UC, faculty break contract impasse


Concessions made; talks resume Friday

By Ben L. Kaufman
The Cincinnati Enquirer

        With a federal mediator's help, faculty contract negotiations at the University of Cincinnati have broken months of impasse.

        The American Association of University Professors dropped nine issues. UC set aside others and promised counterproposals on some remaining issues when bargaining resumes Friday.

        Chief faculty negotiator John Brackett, an associate professor of history, said Monday the bargaining team acted “to have a better chance of arriving at an acceptable agreement concerning our most important issues.”

        UC's 1,988 full-time faculty have been working without a contract since Aug. 31. A strike is set to begin at 7 a.m. Jan. 3.

        If a strike happens, UC promises to remain open as it did during weeklong walkouts in 1979 and 1993.

        The issues to be discussed later include: • A freeze on parking increases.

        • Two months severance pay for non-tenure-track clinical research faculty at the medical school.

        • UC purchase of professional liability insurance for faculty.

        • A limit on part-time faculty.

        • A freeze on policies regarding intellectual property.

        • Creation of a committee to study health-insurance problems.

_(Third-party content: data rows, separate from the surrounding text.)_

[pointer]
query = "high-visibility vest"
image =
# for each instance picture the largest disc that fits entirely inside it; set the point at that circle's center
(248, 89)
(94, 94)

        UC's negotiator, attorney Mark Stepaniak, said Tuesday that “those were not the items keeping the parties apart” nor did they go to “the core of the dispute.”

        The dispute is about pay and benefits in “historically bad economic times” for Ohio and state support for higher education.

        AAUP wants a 20-percent raise over three years. UC is offering 8 percent and says that even with higher premiums and/or co-payments, faculty will have better health benefits than other employees.

        Remaining faculty proposals include medical/dental benefits, domestic-partner benefits, limits on what may be placed in personnel files, retired faculty rights, adoption leave, sabbatical leaves for librarians equal to faculty sabbaticals, and gender equity. UC has offered counterproposals to address faculty concerns, including:

        • Changing the university's original merit-pay distribution proposal (if there is merit pay).

        • Addressing AAUP's concerns over personnel files.